Bloomberg Law
April 13, 2023, 5:20 PM

Water Rule Injunction Adds Confusion to Biden’s Protection Plan

Bobby Magill
Bobby Magill
Reporter

A federal court injunction this week against the Biden administration’s new waters protection rule in 24 states sparked questions over the clarity and path forward for the rule, even if the action doesn’t dramatically change which waters are protected.

“All the judge has really done is enjoin a somewhat clearer explanation of the law,” without upending the overall legal regime governing wetlands and rivers protection, said Dave Owen, a law professor at the University of California College of the Law-San Francisco.

President Joe Biden offered a rule earlier this year to help protect water quality in rivers and streams and determine where and how homes, mines, highways, and other development can be built if they touch wetlands or waterways.

Republican-led states, along with agriculture and business groups, opposed the rule, filing several lawsuits across the US asking for the proposal to be blocked.

Judge Daniel L. Hovland of the US District Court for the District of North Dakota on Wednesday issued a preliminary injunction against Biden’s waters of the US, or WOTUS, rule in 24 states led by West Virginia. The ruling followed a March federal court ruling in Texas preliminarily enjoining the rule in that state and Idaho. Those rulings block the rule in those 26 states, while it remains in effect in 24 other states.

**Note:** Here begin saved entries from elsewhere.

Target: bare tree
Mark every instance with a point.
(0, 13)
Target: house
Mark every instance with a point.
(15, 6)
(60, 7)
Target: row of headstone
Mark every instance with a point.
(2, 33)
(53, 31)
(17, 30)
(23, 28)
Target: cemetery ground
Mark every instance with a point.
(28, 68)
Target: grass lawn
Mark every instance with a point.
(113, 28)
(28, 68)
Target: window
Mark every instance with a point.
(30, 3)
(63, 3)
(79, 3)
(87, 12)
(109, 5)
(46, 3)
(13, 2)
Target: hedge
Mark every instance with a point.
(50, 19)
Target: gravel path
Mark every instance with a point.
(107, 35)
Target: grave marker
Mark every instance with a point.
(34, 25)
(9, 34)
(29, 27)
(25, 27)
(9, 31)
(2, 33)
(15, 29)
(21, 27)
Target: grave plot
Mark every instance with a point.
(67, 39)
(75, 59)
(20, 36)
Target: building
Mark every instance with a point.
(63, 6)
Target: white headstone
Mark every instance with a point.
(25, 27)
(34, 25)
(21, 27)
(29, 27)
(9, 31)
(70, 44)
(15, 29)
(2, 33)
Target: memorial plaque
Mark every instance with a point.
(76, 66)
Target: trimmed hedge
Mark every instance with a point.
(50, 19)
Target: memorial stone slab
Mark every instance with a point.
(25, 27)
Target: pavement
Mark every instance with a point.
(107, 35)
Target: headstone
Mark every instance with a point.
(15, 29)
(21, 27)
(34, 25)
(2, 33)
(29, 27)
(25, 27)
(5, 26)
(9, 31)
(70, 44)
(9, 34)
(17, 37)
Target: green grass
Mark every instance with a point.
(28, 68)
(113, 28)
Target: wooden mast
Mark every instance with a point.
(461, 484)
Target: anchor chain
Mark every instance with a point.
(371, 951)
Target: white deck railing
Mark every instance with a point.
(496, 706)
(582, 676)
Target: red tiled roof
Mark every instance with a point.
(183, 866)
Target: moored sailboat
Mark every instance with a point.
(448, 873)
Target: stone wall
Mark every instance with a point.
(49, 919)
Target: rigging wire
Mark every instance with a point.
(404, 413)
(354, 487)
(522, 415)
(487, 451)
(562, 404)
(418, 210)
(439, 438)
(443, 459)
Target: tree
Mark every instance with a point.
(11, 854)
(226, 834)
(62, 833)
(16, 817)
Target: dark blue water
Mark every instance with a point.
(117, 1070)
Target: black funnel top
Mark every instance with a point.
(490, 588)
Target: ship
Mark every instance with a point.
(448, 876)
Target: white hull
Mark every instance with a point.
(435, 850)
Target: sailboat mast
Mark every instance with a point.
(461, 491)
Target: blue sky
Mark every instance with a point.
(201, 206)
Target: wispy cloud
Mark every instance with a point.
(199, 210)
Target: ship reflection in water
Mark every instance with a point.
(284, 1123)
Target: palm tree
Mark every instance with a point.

Now, there’s disagreement about what the injunctions mean because an earlier rule that still broadly protects wetlands is in effect in the states where the Biden rule has been enjoined.

The WOTUS rule determines which wetlands and waterways are protected under the Clean Water Act. The rule, which took effect March 20, protects navigable rivers, lakes, and streams and their tributaries; wetlands that are “adjacent” to those waters; and intrastate lakes, streams, or other wetlands that have some kind of connection to larger lakes and rivers.

Under federal law, builders need a federal dredge-and-fill permit if construction affects those waters.

Following the injunctions, the builders wanting to build in wetlands and the conservationists trying to protect the environment “now face very broad and vague regulation under the Biden rule but stakeholders in the other 26 states will be covered” by the slightly different earlier rule, said Larry Liebesman, a senior adviser at the environmental and water permitting firm Dawson & Associates.

Developers “cannot plan or make rational business decisions until the chaos is cleared up,” he said.

Vague Definitions

Biden’s 2023 WOTUS rule slightly expands on an earlier rule that was in effect before 2015 and re-implemented in 2021. The Obama administration in 2015 vastly expanded federal waters protections, but after those were tossed out in federal court, the Trump administration vastly rolled them back. They were re-expanded again after courts tossed out the Trump rule and again when the Biden rule took effect last month.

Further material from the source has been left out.